Galla: okrągły stół wystarczy
Komisja - zdaniem posłanki Arciszewskiej-Mielewczyk - miałaby doprowadzić do uznania Polaków mieszkających w Niemczech za mniejszość narodową. Dziś Polacy nie mają tam takiego statusu jak mieszkający w naszym kraju Niemcy.
- Taka komisja nie jest potrzebna, wiele zadań w relacjach polsko-niemieckich, także tych dotyczących problemów Polaków w Niemczech, zostało już zrealizowanych przez tzw. okrągły stół - przekonuje poseł Mniejszości Niemieckiej Ryszard Galla.
Ten okrągły stół - przypomnijmy - tworzą przedstawiciele polskiego i niemieckiego rządu a także przedstawiciele polskiej społeczności w Niemczech i niemieckiej w Polsce.
- Jeśli chodzi o Polaków w Niemczech, zawsze był problem finansów, finansowania projektów kulturalnych, nauki języka polskiego, pełnomocników w poszczególnych landach, biura dla Polaków w Berlinie, ale te zadania zostały zrealizowane. W landach funkcjonują pełnomocnicy ds. Polaków, zintensyfikowano też działania na rzecz nauki języka polskiego - przekonuje poseł Galla.
Poseł przypomina także, że w Sejmie funkcjonuje Komisja Łączności z Polakami, która - jego zdaniem - także mogłaby się w większym stopniu zaangażować w sprawy Polaków mieszkających w Niemczech.

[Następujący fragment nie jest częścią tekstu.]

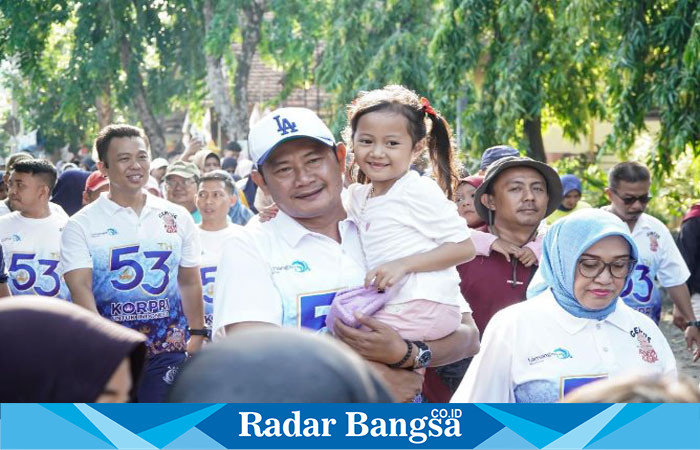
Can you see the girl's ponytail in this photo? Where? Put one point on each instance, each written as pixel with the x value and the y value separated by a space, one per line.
pixel 441 150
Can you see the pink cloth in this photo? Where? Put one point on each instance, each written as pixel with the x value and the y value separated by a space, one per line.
pixel 360 299
pixel 414 320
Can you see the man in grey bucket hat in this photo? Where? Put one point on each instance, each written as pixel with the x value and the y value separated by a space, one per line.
pixel 516 195
pixel 534 204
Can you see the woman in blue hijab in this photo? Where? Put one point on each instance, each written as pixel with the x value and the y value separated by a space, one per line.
pixel 573 329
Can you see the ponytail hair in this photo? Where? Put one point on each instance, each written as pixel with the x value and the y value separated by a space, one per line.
pixel 400 100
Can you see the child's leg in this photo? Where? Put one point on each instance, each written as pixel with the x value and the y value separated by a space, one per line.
pixel 420 320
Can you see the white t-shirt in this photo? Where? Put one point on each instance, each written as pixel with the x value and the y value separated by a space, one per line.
pixel 281 273
pixel 53 207
pixel 212 249
pixel 413 217
pixel 536 352
pixel 660 262
pixel 32 250
pixel 135 261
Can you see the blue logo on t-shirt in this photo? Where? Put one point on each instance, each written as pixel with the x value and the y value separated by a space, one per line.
pixel 562 353
pixel 301 266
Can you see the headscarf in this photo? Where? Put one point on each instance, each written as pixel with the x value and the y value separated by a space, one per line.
pixel 693 212
pixel 69 188
pixel 563 245
pixel 569 183
pixel 274 365
pixel 472 180
pixel 54 351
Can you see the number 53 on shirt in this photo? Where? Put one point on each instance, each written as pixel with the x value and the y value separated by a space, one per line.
pixel 40 275
pixel 126 261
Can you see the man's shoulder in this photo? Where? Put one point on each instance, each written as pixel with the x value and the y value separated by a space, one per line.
pixel 92 213
pixel 652 222
pixel 162 204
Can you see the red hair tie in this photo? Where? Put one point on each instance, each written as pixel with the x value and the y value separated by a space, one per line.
pixel 426 107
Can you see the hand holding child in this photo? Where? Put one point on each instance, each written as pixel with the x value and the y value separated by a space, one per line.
pixel 386 275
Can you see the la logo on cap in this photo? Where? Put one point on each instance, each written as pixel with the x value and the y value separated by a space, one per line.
pixel 284 126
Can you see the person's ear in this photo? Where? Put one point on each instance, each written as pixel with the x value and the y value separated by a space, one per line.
pixel 340 153
pixel 487 201
pixel 102 167
pixel 608 194
pixel 418 147
pixel 260 181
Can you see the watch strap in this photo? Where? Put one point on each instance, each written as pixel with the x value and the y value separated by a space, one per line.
pixel 423 348
pixel 409 349
pixel 198 331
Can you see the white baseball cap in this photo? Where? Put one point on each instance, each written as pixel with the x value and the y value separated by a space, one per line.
pixel 282 125
pixel 159 163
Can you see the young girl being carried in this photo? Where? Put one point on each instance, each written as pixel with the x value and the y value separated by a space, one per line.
pixel 410 231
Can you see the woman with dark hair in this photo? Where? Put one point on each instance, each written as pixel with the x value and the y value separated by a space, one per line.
pixel 277 365
pixel 54 351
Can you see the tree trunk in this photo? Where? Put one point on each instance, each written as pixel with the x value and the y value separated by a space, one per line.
pixel 533 131
pixel 216 82
pixel 140 102
pixel 103 105
pixel 250 22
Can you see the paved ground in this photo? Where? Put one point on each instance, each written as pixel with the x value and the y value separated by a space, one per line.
pixel 684 358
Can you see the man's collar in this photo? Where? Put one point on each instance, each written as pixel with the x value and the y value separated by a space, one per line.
pixel 113 207
pixel 290 230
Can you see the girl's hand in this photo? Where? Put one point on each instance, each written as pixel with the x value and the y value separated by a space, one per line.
pixel 527 257
pixel 268 213
pixel 386 275
pixel 381 343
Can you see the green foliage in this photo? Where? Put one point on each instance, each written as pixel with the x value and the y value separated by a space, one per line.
pixel 593 178
pixel 513 61
pixel 656 69
pixel 372 43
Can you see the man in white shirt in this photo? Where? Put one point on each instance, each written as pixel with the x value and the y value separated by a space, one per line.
pixel 287 271
pixel 31 235
pixel 215 195
pixel 660 262
pixel 6 207
pixel 134 258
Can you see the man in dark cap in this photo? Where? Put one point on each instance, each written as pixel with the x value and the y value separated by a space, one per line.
pixel 516 195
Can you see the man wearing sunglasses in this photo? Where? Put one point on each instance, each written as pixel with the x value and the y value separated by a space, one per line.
pixel 660 262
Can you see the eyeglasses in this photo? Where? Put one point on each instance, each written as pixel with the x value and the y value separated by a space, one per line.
pixel 184 183
pixel 592 268
pixel 643 199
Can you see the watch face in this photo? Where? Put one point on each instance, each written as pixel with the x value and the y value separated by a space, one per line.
pixel 424 358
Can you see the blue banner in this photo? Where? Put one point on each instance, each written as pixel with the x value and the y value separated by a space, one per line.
pixel 233 426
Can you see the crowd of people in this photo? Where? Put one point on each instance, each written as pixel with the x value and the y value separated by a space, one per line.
pixel 154 280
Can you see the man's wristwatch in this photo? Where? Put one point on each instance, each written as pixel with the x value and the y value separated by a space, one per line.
pixel 409 349
pixel 198 331
pixel 424 355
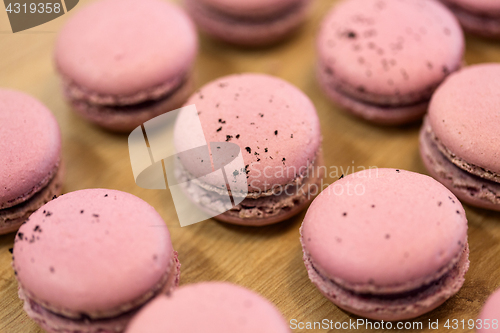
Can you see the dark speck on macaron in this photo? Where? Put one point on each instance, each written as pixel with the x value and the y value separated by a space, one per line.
pixel 351 34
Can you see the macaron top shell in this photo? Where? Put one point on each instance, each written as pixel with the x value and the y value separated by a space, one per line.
pixel 274 123
pixel 30 146
pixel 384 230
pixel 210 307
pixel 92 251
pixel 464 113
pixel 122 47
pixel 390 47
pixel 251 7
pixel 478 6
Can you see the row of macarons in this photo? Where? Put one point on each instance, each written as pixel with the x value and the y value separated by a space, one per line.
pixel 277 129
pixel 380 60
pixel 384 244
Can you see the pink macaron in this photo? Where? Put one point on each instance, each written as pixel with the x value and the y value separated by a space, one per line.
pixel 31 173
pixel 123 62
pixel 382 60
pixel 481 17
pixel 489 317
pixel 459 139
pixel 210 307
pixel 248 22
pixel 87 261
pixel 277 130
pixel 386 244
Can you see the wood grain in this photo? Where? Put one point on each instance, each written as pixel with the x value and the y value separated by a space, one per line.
pixel 268 259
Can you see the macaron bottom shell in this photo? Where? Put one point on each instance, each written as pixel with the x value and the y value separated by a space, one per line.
pixel 247 31
pixel 393 307
pixel 56 323
pixel 469 188
pixel 378 114
pixel 13 217
pixel 124 118
pixel 262 210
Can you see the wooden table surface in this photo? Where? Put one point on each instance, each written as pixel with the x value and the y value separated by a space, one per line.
pixel 267 260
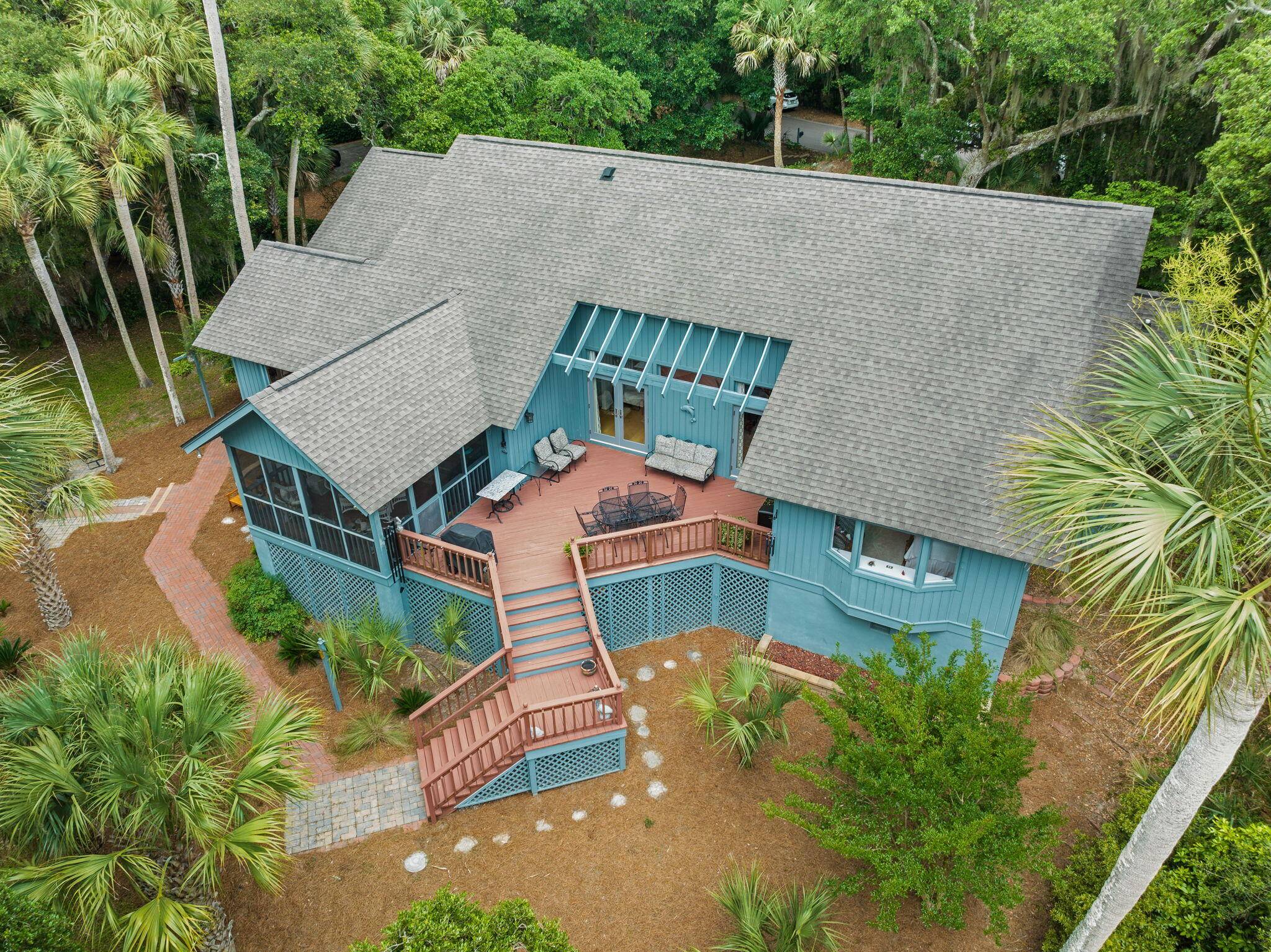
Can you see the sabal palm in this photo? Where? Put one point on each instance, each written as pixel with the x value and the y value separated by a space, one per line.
pixel 40 182
pixel 131 779
pixel 161 42
pixel 781 31
pixel 112 123
pixel 1157 498
pixel 745 711
pixel 441 32
pixel 42 433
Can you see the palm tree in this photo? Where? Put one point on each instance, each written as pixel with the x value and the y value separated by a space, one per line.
pixel 96 245
pixel 224 99
pixel 1156 496
pixel 441 32
pixel 111 122
pixel 164 45
pixel 42 433
pixel 745 711
pixel 130 781
pixel 40 182
pixel 781 30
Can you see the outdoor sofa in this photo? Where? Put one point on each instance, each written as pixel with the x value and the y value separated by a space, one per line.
pixel 681 458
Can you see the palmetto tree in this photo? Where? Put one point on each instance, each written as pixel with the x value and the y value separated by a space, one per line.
pixel 441 32
pixel 782 31
pixel 128 781
pixel 1157 498
pixel 112 123
pixel 42 433
pixel 41 182
pixel 161 42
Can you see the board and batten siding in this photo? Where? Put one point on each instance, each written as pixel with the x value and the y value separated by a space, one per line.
pixel 987 589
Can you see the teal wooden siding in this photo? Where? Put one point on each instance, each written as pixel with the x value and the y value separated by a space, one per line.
pixel 252 378
pixel 858 612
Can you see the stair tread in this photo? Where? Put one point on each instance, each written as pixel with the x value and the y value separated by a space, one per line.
pixel 565 641
pixel 548 628
pixel 552 660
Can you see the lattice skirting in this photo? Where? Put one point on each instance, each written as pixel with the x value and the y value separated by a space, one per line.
pixel 425 603
pixel 548 768
pixel 323 590
pixel 637 611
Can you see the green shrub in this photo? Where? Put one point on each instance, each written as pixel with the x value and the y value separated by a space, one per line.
pixel 1213 895
pixel 34 927
pixel 453 922
pixel 920 784
pixel 259 604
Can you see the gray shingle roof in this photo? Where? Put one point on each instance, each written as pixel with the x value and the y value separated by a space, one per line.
pixel 925 321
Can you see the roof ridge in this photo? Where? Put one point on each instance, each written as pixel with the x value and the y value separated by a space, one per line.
pixel 335 356
pixel 804 173
pixel 315 252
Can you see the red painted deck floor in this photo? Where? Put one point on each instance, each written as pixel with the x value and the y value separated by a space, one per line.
pixel 531 539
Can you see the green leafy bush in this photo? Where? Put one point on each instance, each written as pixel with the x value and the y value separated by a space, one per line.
pixel 920 784
pixel 34 927
pixel 1213 895
pixel 456 923
pixel 259 604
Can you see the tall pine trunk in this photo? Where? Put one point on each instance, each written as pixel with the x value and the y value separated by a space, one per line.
pixel 187 262
pixel 35 560
pixel 55 305
pixel 293 163
pixel 143 378
pixel 130 238
pixel 228 134
pixel 1223 727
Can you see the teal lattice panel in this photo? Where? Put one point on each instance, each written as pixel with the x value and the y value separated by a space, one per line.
pixel 743 601
pixel 578 763
pixel 426 603
pixel 323 590
pixel 515 779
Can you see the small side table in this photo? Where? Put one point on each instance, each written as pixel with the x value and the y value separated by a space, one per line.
pixel 501 491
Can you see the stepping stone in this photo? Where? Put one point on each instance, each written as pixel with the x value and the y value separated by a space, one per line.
pixel 416 862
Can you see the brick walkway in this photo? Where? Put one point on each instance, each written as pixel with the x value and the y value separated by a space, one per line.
pixel 196 598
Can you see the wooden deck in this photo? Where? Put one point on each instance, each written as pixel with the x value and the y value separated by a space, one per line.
pixel 532 537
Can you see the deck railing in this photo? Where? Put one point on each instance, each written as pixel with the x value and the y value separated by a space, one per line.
pixel 681 539
pixel 452 564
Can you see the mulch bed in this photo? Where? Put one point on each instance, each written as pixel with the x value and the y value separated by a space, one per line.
pixel 807 662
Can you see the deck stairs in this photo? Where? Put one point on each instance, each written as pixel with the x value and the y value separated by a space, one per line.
pixel 548 631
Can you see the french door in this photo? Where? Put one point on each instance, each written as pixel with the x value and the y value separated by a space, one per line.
pixel 618 413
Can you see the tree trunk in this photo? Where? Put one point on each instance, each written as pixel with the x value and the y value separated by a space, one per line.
pixel 46 285
pixel 989 156
pixel 293 163
pixel 35 560
pixel 187 262
pixel 227 110
pixel 1210 749
pixel 139 269
pixel 143 378
pixel 779 91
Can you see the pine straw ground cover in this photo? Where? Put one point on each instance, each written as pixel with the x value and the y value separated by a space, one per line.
pixel 621 882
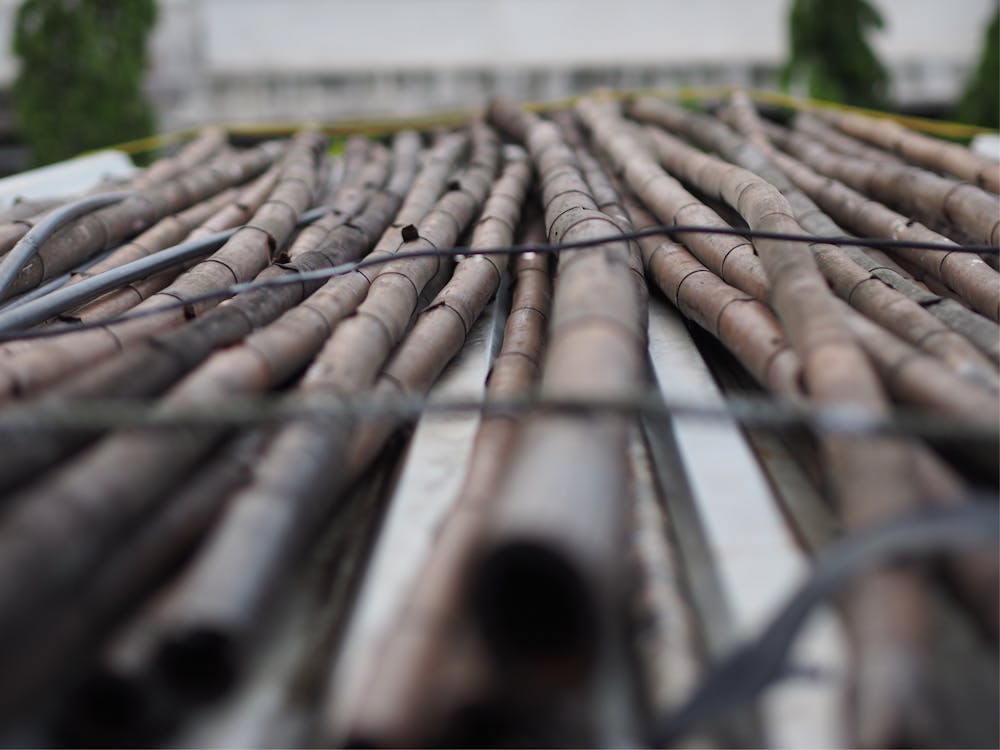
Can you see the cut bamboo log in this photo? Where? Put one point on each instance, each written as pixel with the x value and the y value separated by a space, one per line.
pixel 888 611
pixel 244 255
pixel 549 573
pixel 939 155
pixel 744 325
pixel 104 228
pixel 31 526
pixel 929 197
pixel 809 124
pixel 210 619
pixel 875 291
pixel 149 367
pixel 360 181
pixel 124 579
pixel 384 703
pixel 965 273
pixel 237 212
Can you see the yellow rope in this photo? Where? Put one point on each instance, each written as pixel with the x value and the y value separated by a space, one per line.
pixel 453 118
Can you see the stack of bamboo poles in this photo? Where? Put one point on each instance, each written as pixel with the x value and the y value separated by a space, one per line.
pixel 150 559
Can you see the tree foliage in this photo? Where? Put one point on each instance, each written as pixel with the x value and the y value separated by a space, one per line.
pixel 82 65
pixel 829 51
pixel 980 103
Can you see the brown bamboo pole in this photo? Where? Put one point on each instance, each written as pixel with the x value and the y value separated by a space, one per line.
pixel 931 198
pixel 916 379
pixel 870 478
pixel 812 126
pixel 31 525
pixel 939 155
pixel 983 333
pixel 153 463
pixel 384 701
pixel 712 134
pixel 244 255
pixel 967 274
pixel 106 227
pixel 148 368
pixel 555 525
pixel 872 290
pixel 300 476
pixel 360 180
pixel 238 211
pixel 744 325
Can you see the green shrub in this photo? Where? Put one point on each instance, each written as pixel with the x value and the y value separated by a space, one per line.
pixel 82 65
pixel 829 50
pixel 980 103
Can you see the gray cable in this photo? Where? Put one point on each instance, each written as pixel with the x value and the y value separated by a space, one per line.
pixel 35 311
pixel 28 245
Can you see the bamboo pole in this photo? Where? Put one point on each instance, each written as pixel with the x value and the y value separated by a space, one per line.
pixel 149 367
pixel 104 228
pixel 57 643
pixel 983 333
pixel 244 255
pixel 967 274
pixel 872 290
pixel 360 180
pixel 238 211
pixel 939 155
pixel 31 525
pixel 932 199
pixel 554 528
pixel 300 476
pixel 888 613
pixel 116 497
pixel 744 325
pixel 811 125
pixel 383 703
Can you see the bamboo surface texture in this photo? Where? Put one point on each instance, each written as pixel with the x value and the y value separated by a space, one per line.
pixel 204 470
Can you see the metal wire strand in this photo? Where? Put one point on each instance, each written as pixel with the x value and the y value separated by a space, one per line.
pixel 12 328
pixel 744 674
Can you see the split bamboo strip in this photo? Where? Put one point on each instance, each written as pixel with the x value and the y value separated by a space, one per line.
pixel 302 473
pixel 888 612
pixel 245 254
pixel 871 289
pixel 106 227
pixel 939 155
pixel 149 367
pixel 967 274
pixel 932 199
pixel 555 526
pixel 384 700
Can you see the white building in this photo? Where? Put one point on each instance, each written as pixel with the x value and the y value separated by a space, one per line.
pixel 226 60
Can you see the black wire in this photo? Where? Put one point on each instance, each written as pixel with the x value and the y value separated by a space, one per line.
pixel 747 671
pixel 345 268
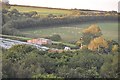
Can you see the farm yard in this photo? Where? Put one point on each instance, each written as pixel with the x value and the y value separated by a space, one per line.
pixel 73 32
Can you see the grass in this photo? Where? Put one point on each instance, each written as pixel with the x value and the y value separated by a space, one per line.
pixel 73 32
pixel 15 37
pixel 42 11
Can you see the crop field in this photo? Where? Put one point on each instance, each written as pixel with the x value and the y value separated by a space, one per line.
pixel 40 10
pixel 74 32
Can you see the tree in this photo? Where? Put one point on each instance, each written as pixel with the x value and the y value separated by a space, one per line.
pixel 5 4
pixel 90 33
pixel 96 43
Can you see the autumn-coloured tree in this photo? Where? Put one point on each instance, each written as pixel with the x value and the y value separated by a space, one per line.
pixel 90 33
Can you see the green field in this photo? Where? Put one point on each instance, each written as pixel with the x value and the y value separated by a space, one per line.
pixel 43 11
pixel 73 32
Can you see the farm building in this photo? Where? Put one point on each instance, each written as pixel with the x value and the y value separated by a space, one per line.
pixel 41 41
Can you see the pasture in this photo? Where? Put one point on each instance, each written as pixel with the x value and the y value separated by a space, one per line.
pixel 41 10
pixel 73 32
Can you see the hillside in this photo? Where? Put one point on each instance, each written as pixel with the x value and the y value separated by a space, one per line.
pixel 41 10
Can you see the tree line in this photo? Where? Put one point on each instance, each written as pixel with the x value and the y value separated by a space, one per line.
pixel 14 20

Przypomnijmy, że rząd niemiecki nie uznaje istnienia polskiej mniejszości. Według aktualnych niemieckich przepisów uznawane są tylko cztery mniejszości: duńska, romska, fryzyjska i serbołużycka. Ostatnio "wielka koalicja" CDU/CSU-SPD zapowiedziała wzmożenie opieki nad tymi mniejszościami, co sprowokowało polityków PiS do przypomnienia problemów, z jakimi borykają się żyjący w Niemczech Polacy.